Internet shutdowns are easy to detect. The harder question is why they happened — was it the election? the protest? a court ruling? a policy update? Until today, Voidly could surface the WHAT (incident detected, severity X, mechanism Y) and the WHERE (country, ASN, blocked domains), but the WHY was guesswork.
Today we shipped synthetic difference-in-differences
attribution at /sentinel/attribute{' '}
and /v1/sentinel/attribute. For
any country + date pair, we compute a counterfactual block-rate
from weighted stable-democracy donors, measure the post-period
gap, and run a permutation p-value to gauge significance.
How it works
- Pull daily block_rate for the treated country, T−14 through T+6, from
evidence. - Pull same window for 15 candidate donors (stable democracies: US, JP, DE, GB, FR, AU, CA, NL, SE, CH, FI, NO, DK, IE, NZ).
- Filter to donors with ≥5 observations per period.
- Fit synthetic-control weights via scipy SLSQP with constraints w ≥ 0, Σw = 1. Minimize sum-of-squares against treated's pre-period.
- Post-period: causal_effect = treated_post_mean − synthetic_post_mean.
- In-space placebo permutation for p-value.
- Cross-reference
events.dbfor nearby political events (election/protest/coup/policy/religious).
Why this is novel
The synthetic difference-in-differences technique was developed for economic policy evaluation. Internet Society's NetLoss paper (ACM JCSS 2024) applied a similar method to estimate the GDP impact of internet shutdowns. But nobody publishes the censorship-attribution analog at scale — given a shutdown, attribute it to a triggering event with a defensible counterfactual.
Most prior work treats causality as “the protest happened and then the shutdown happened” correlation. SDiD lets us say something stronger: given comparable peer countries had no shutdown, this country's spike is X percentage points above expected, with p-value Y.

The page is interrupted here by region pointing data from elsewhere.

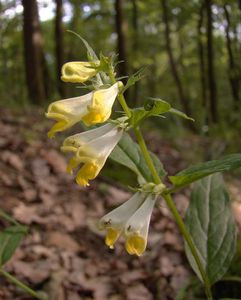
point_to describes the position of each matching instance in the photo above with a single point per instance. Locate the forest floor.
(64, 254)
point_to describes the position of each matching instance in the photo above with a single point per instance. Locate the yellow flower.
(136, 229)
(114, 222)
(92, 108)
(78, 71)
(131, 219)
(91, 149)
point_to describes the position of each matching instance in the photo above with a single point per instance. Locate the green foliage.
(211, 225)
(153, 107)
(128, 154)
(133, 79)
(193, 173)
(10, 239)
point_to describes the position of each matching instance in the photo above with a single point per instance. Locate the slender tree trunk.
(121, 28)
(59, 46)
(202, 57)
(76, 26)
(135, 45)
(239, 5)
(210, 59)
(173, 66)
(234, 81)
(33, 52)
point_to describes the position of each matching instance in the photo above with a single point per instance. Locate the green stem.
(166, 195)
(147, 156)
(189, 241)
(21, 285)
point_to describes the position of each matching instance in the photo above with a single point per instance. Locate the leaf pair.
(128, 154)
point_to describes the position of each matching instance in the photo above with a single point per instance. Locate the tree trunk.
(59, 46)
(135, 49)
(33, 52)
(234, 81)
(210, 59)
(174, 70)
(202, 57)
(77, 26)
(121, 28)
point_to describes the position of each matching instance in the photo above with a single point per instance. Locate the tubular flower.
(91, 149)
(114, 222)
(136, 229)
(92, 108)
(78, 71)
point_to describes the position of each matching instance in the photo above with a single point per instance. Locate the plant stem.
(147, 156)
(21, 285)
(166, 195)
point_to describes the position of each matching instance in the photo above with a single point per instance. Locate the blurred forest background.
(192, 51)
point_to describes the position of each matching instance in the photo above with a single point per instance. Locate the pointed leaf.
(133, 79)
(211, 225)
(180, 114)
(10, 238)
(128, 153)
(226, 163)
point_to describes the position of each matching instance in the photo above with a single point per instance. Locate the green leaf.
(193, 173)
(128, 153)
(211, 225)
(9, 241)
(180, 114)
(133, 79)
(153, 107)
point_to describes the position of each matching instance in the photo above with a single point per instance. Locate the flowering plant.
(208, 229)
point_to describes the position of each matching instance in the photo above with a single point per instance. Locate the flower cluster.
(90, 150)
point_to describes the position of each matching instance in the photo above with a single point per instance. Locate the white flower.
(78, 71)
(92, 108)
(91, 148)
(136, 228)
(114, 222)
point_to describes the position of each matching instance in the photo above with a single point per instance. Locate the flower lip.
(136, 228)
(91, 150)
(78, 71)
(114, 222)
(92, 108)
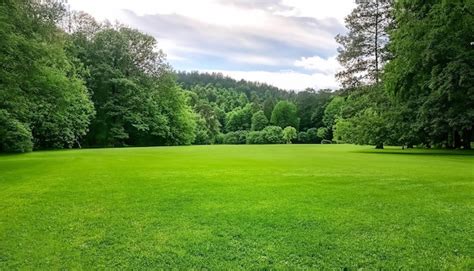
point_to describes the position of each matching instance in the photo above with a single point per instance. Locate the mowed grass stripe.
(228, 207)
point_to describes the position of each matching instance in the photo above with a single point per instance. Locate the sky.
(286, 43)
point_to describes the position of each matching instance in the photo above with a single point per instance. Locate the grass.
(230, 207)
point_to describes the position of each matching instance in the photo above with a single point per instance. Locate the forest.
(69, 81)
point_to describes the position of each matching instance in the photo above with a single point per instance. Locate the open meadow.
(228, 207)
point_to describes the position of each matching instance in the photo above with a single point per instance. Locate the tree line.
(408, 74)
(68, 81)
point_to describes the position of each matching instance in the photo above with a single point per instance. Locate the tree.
(311, 104)
(285, 114)
(289, 133)
(41, 85)
(268, 106)
(239, 119)
(273, 135)
(432, 71)
(14, 135)
(259, 121)
(363, 50)
(323, 132)
(136, 97)
(365, 118)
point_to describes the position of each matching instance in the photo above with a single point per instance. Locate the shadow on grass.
(425, 152)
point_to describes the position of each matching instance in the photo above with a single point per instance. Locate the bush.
(322, 132)
(273, 135)
(237, 137)
(255, 137)
(14, 135)
(289, 133)
(219, 138)
(303, 137)
(313, 135)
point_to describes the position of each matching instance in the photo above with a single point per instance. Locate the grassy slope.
(237, 206)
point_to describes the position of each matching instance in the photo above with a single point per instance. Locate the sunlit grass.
(222, 207)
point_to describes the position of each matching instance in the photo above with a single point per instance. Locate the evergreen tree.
(363, 50)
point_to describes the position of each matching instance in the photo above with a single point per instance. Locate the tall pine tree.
(363, 50)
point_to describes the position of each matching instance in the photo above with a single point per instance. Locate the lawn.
(229, 207)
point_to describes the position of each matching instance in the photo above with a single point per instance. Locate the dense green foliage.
(69, 81)
(232, 106)
(41, 88)
(208, 207)
(426, 97)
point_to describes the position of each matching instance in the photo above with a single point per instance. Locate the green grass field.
(229, 207)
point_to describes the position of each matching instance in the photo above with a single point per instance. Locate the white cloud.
(289, 80)
(228, 35)
(316, 63)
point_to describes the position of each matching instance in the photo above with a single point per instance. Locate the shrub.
(322, 132)
(255, 137)
(219, 138)
(273, 135)
(237, 137)
(313, 135)
(303, 137)
(14, 135)
(289, 133)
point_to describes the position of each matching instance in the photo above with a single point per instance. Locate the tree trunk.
(377, 43)
(466, 139)
(457, 140)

Test case: Iran 2026-05-13
| Metric | Value |
|---|---|
| Donor weights | NL 0.95, CA 0.04, AU 0.01 |
| Pre-period RMSE | 0.036 (good fit, well under 0.10 ceiling) |
| Treated post-mean | 92.6% |
| Synthetic post-mean | 95.2% |
| Causal effect | −2.6 pp |
| Permutation p-value | 0.25 (not significant) |
| Nearby event | OONI anomaly signal 2026-05-06 (upstream_anomaly_signal) |
| low_confidence | false |
The negative causal effect is mechanically correct but tells an interesting story: Iran was already at ceiling (96% block_rate) in the pre-period, so there was no “room above” for the trigger to lift things further. SDiD correctly reports the small negative number + non-significant p-value. The script doesn't editorialize — it lets the data speak.
This honest behavior is the point. A naive attribution would have said “Iran had 92% block rate, the OONI anomaly fired, attribution: anomaly.” SDiD says “synthetic Iran was already at 95%, so the anomaly didn't add anything measurable.” Big difference.
When attribution is meaningful
- Treated country was not at ceiling pre-T. Iran's 96% baseline rate makes attribution noisy.
- Pre-RMSE < 0.10. Synthetic must track treated's pre-trend well.
- ≥5 observations in both pre- and post-periods. Sparse data → wide confidence intervals.
- Donor pool isn't too small. Need at least 3-4 donors with good coverage.
The endpoint reports low_confidence: true with a reason
when these conditions aren't met. Don't cite the causal
effect in those cases.
Honest caveats
- Donor pool is hand-picked. Different donors → different counterfactuals. We default to 15 stable democracies; researchers can fork the donor list for their use case.
- Events.db is incomplete. 1,519 events total; 1,380 are auto-mined “signal” rows; only 139 are political events (election/protest/policy). Richer event ingest (Wikipedia + GDELT + IFES election calendars) would materially improve attribution quality.
- SDiD assumes parallel trends in the absence of the trigger. If treated and synthetic diverge for reasons we don't observe, the causal estimate is biased. Standard econometrics caveat.
- p-value uses in-space placebos over donors. The donor pool is small (8-15) so the p-value is granular (0.0, 0.125, 0.25, ...). Don't over-read a 0.25 vs 0.50 difference.
What this enables
- Journalists answering “was the Iran election the cause of the shutdown?” with a defensible number.
- Researchers running cross-incident attribution studies (which event types most often trigger shutdowns?).
- AI agents auto-attributing shutdowns in real-time without hardcoded heuristics.
- Voidly Atlas as the first system to publish causal-attribution numbers for individual shutdowns at scale.
Reproducibility
Implementation in scripts/sdid_attribution.py (312 lines).
Endpoint wrapper in scripts/patch-sdid-endpoint.py. Both in the public repo.
Dependencies: numpy + scipy.optimize.minimize (SLSQP). The donor
pool, p-value parameters, and confidence thresholds are constants
at the top of the script — easy to audit + fork.